Friday night I went to see L'Elisir d'amore at Covent Garden with Arabee. I'd never seen a comic opera before, and I really enjoyed it from our £8 standing tickets. I don't know if it was due to the opera being less well-known or the credit crunch, but there were large swathes of empty red velvet in the stalls and lower circles, and the boxes were almost all empty. All the cheap seats were rammed, however, so I think it says more about the financial climate than the popularity of Donizetti. We had a good ol' natter in the interval and over wine in a pub beforehand, and all in all it was a delicious evening. Saturday was down to Tooting with Em for bargain threading (Feroza is ditched) and then dinner with Kate at the delicious and very funky Village East in Bermondsey - will definitely be returning - and finally on to Shunt. It pains me to admit it, and apologies to anyone to whom I've lied and said I've been there loads, but this is the first time I've gone to this self-consciously cool underground lair beneath London Bridge train station. I've intended to visit for years, but this was the first time that good intentions and willing third parties combined simultaneously, and Kate and I set off for the gloom of the arches with excitement. It was every bit as random and cool as I'd hoped, although the clientele was definitely in their mid-twenties, on average, and it was a little unexpected to find that the guys we'd been chatting to were still at university and aged 23. I don't know if they were unusually mature, or if the loud music meant I couldn't hear how idiotic they really were. Still, it was a brilliant night, involving white wine, fancy dress, throwing plastic balls at the head of ska band guitarists and pretending to be usherettes in a screenless cinema.
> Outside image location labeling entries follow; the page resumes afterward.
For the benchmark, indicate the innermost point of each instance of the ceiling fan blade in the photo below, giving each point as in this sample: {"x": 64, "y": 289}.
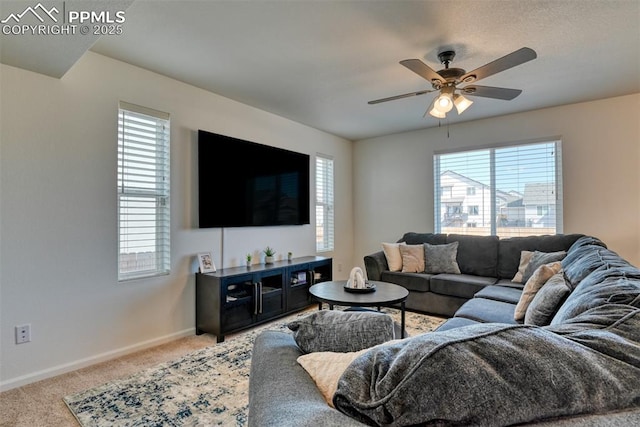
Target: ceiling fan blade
{"x": 491, "y": 92}
{"x": 513, "y": 59}
{"x": 423, "y": 70}
{"x": 393, "y": 98}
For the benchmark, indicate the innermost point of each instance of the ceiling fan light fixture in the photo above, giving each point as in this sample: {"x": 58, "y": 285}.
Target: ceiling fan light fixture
{"x": 437, "y": 114}
{"x": 461, "y": 103}
{"x": 444, "y": 102}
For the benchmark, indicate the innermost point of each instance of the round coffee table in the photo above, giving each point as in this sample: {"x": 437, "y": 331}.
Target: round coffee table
{"x": 385, "y": 295}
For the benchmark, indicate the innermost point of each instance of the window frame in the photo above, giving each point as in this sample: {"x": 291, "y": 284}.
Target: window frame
{"x": 143, "y": 192}
{"x": 324, "y": 203}
{"x": 492, "y": 158}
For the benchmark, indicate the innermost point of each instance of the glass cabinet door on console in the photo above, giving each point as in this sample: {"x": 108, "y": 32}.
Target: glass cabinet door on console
{"x": 236, "y": 298}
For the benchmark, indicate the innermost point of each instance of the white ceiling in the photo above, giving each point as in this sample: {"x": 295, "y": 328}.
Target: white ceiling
{"x": 319, "y": 62}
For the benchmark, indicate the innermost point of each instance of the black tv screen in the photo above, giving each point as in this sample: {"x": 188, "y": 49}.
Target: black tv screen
{"x": 245, "y": 184}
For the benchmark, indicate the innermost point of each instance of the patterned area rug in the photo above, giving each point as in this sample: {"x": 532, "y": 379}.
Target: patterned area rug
{"x": 206, "y": 387}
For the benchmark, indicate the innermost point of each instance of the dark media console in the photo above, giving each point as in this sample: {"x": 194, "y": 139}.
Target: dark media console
{"x": 233, "y": 299}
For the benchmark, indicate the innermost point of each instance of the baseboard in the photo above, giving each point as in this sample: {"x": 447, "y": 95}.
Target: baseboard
{"x": 83, "y": 363}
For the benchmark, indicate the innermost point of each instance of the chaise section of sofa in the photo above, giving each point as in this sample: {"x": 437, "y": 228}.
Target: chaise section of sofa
{"x": 481, "y": 367}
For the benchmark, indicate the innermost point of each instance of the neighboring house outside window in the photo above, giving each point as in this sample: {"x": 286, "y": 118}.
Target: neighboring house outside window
{"x": 143, "y": 192}
{"x": 324, "y": 204}
{"x": 507, "y": 191}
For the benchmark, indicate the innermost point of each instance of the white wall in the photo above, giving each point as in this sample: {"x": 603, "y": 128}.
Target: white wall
{"x": 393, "y": 179}
{"x": 58, "y": 246}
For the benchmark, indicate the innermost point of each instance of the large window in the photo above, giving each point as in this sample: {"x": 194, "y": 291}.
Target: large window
{"x": 517, "y": 190}
{"x": 143, "y": 192}
{"x": 324, "y": 204}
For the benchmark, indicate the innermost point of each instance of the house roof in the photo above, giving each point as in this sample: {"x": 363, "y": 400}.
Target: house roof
{"x": 539, "y": 193}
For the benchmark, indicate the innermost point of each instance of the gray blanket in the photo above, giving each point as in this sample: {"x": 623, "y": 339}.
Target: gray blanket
{"x": 494, "y": 374}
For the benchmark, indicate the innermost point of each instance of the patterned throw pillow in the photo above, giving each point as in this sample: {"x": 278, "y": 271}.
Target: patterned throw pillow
{"x": 540, "y": 258}
{"x": 525, "y": 258}
{"x": 412, "y": 258}
{"x": 533, "y": 285}
{"x": 393, "y": 256}
{"x": 441, "y": 258}
{"x": 547, "y": 301}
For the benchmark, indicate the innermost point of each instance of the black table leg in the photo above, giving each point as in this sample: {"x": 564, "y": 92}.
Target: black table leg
{"x": 402, "y": 319}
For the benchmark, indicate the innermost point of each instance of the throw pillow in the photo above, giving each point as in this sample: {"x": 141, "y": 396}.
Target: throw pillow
{"x": 412, "y": 258}
{"x": 341, "y": 331}
{"x": 326, "y": 368}
{"x": 393, "y": 256}
{"x": 540, "y": 258}
{"x": 533, "y": 285}
{"x": 547, "y": 301}
{"x": 441, "y": 258}
{"x": 525, "y": 258}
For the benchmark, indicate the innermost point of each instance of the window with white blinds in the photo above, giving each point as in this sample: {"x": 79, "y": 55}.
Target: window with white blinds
{"x": 143, "y": 192}
{"x": 506, "y": 191}
{"x": 324, "y": 204}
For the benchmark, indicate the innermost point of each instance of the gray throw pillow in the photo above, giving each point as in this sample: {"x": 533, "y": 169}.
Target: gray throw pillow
{"x": 540, "y": 258}
{"x": 342, "y": 331}
{"x": 547, "y": 301}
{"x": 441, "y": 258}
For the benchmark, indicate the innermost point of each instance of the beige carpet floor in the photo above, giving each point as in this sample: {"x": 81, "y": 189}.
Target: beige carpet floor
{"x": 41, "y": 404}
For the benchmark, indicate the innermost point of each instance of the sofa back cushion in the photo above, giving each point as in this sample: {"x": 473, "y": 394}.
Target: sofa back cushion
{"x": 509, "y": 250}
{"x": 616, "y": 285}
{"x": 477, "y": 255}
{"x": 412, "y": 238}
{"x": 583, "y": 260}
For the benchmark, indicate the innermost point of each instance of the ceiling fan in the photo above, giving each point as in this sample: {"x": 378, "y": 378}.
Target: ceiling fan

Since then I've spent time with two members of my extended US relations, had a day at work, gone to the gym, bought some scales in Boots, gone to choir, been reluctantly gobsmacked by Tim's impromptu magic display at the pub afterwards, woken up on time this morning, weighed myself, and enjoyed another half day at work. The scales and the weighing are on account of my decision, post last Friday, to try Weight Watchers for a few weeks. And the past 36 hours since I began, under Laura's beady eye, to count calories and calculate point allowances, have been shocking. My quantities weren't too bad, I knew that - but it appears that my main dietary treats, including smoked mackerel, halloumi and Pret's yoghurt with berries and granola, healthy though they sometimes are, are also so high in points that it is a miracle I haven't been recruited by Sumo UK for their summer extravaganza. One medium mackerel fillet, a staple part of my lunchtime diet, counts as 10 points, the same as a Big Mac. I am allowed 21 points in an entire day. A 40g block of halloumi, the size of a small matchbox, is 3.5 points, which sounds OK, until you realise that the average halloumi salad probably contains around 150-200g of grilled cheese. Oh. That may explain why I haven't lost quite so much weight as I expected in the past six weeks since I went on my pre-holiday diet.
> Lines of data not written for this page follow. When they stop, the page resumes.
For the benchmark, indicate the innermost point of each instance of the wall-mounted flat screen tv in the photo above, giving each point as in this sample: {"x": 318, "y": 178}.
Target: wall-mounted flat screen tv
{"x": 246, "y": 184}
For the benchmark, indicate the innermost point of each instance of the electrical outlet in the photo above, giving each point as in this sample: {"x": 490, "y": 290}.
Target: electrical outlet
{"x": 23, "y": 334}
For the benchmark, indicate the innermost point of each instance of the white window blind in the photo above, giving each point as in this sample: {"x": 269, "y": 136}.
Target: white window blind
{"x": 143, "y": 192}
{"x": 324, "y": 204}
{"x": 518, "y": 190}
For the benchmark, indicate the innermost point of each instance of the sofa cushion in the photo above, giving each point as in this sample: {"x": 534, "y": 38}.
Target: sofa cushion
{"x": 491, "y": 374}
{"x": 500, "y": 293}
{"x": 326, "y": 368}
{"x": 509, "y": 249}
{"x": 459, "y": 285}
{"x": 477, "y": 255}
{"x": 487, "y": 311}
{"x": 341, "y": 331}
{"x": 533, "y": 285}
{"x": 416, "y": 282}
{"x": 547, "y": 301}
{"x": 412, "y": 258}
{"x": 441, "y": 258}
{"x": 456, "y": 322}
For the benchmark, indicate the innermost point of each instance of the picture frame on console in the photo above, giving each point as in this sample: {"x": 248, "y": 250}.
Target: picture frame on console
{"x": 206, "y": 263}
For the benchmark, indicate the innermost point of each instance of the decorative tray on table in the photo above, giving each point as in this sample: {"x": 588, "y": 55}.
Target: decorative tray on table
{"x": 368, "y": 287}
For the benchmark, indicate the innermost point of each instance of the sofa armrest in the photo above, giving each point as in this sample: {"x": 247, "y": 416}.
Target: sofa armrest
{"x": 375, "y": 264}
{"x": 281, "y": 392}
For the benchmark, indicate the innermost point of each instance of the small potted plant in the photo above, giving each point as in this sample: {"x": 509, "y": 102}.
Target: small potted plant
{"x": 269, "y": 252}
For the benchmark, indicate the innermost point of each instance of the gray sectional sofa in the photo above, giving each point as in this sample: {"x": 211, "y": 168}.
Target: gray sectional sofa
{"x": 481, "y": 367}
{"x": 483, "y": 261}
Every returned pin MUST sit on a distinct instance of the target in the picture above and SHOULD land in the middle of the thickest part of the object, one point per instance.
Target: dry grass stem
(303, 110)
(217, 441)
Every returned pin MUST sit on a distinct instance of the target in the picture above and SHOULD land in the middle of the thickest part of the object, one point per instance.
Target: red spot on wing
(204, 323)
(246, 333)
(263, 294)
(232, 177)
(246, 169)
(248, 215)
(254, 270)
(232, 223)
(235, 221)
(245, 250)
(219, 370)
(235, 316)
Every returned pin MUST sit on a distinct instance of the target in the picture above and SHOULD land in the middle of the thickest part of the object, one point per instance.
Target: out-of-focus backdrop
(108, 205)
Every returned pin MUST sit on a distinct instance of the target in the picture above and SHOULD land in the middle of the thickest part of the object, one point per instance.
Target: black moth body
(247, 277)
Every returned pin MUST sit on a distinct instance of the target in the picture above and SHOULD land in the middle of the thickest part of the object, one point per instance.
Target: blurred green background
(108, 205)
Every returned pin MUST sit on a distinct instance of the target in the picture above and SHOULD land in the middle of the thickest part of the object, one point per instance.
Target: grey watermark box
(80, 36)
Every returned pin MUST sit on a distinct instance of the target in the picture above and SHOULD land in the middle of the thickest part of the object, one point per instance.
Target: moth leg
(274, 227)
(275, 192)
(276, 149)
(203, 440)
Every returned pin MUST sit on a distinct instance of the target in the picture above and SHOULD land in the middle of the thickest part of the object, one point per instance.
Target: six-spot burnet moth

Don't get me wrong. I am not crying into my Ryvita, feeling like a social outcast. I am generally a happy lass, and I do believe that I'm attractive and healthy as I am. But there's no denying that I'd like to shift a wee bit of weight before I have to prance about in my bikini in just under three weeks - so this seems like a fun thing to do between now and then. Call me odd, but so far, I'm enjoying it.
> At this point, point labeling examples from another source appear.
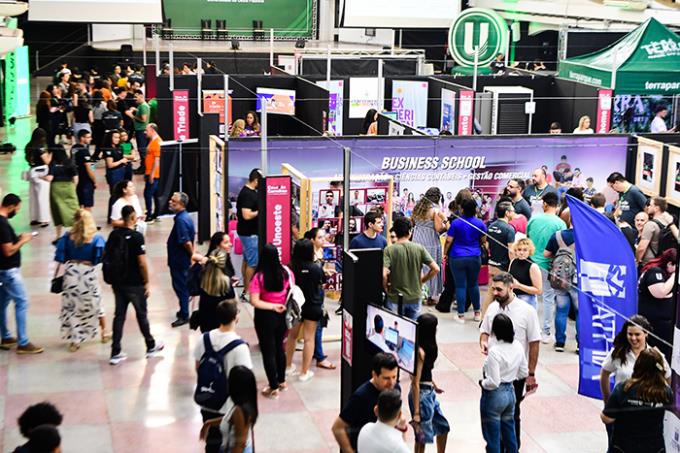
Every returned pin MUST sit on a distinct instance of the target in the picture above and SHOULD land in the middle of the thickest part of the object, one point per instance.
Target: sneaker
(29, 348)
(8, 343)
(158, 347)
(291, 370)
(116, 359)
(179, 322)
(307, 376)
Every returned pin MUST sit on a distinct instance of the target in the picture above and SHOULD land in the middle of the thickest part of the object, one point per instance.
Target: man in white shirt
(527, 333)
(659, 123)
(227, 315)
(383, 436)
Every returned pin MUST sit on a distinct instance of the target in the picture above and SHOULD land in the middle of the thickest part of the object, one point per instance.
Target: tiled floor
(146, 405)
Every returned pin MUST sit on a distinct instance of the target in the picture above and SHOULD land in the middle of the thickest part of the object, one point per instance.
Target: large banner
(364, 95)
(288, 18)
(336, 94)
(448, 113)
(180, 113)
(278, 202)
(409, 102)
(607, 283)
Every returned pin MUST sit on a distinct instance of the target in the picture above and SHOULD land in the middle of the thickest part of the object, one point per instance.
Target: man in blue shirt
(372, 237)
(180, 250)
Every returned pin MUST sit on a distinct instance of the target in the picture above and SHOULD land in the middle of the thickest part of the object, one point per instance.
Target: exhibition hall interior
(364, 226)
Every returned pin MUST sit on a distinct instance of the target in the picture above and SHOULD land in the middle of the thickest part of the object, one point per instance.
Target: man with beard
(11, 283)
(527, 333)
(180, 250)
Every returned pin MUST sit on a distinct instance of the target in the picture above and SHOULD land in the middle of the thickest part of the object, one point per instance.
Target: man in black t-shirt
(135, 290)
(247, 209)
(80, 153)
(11, 283)
(359, 410)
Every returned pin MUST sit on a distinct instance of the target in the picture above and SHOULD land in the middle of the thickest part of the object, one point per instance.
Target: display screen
(281, 102)
(400, 13)
(393, 334)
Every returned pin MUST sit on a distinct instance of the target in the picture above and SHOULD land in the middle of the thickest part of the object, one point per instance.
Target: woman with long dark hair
(309, 277)
(429, 223)
(505, 363)
(39, 158)
(268, 292)
(637, 407)
(238, 423)
(656, 300)
(216, 284)
(464, 243)
(422, 398)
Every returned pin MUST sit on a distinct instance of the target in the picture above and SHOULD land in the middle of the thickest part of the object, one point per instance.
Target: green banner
(288, 18)
(17, 85)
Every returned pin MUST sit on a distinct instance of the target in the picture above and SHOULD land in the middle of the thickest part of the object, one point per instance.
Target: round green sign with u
(478, 28)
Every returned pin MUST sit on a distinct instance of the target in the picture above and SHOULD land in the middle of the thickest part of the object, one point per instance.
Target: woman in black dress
(656, 301)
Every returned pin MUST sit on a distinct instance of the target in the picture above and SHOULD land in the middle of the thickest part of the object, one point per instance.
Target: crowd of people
(519, 242)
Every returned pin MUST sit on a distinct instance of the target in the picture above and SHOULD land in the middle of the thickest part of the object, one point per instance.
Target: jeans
(213, 441)
(12, 288)
(319, 356)
(411, 310)
(180, 277)
(497, 409)
(142, 142)
(564, 300)
(151, 196)
(271, 329)
(465, 272)
(548, 303)
(134, 295)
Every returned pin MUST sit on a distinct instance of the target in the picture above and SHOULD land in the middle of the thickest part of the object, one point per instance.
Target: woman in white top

I went on this website last week to try and firm up my allegiances in advance of the European elections in June. On many issues I was confident that I had a fair bit of information in my filing cabinets, and I felt confident that I was clicking the right buttons. But on a few topics, namely EU integration and immigration, I felt pathetically ill-informed. I know what my gut tells me about these topics, but if there's anything my three weeks of politics course have taught me, it's that your instinct is all well and good, but if you aren't able to see or explain how these proposals can be practically implemented, then you're just a fantasist, which is nice for you and fun escapism, but really doesn't help the situation much. I'm now waiting for this book to arrive from Amazon; I saw the author speak a year or two ago and he was impressive and really quite fanciable. For some insane reason, due in part to the fact that I was feeling a bit needy having had a sweetly romantic but unsaucy dream about some total stranger on Sunday night, I ended up stalking him online yesterday and sent him an email asking him out for a drink. This morning, I received his reply saying that he was in New Zealand, which, as far as excuses go, is pretty solid. I almost imploded with cringe, deleted the email and have resolved to think no more on't.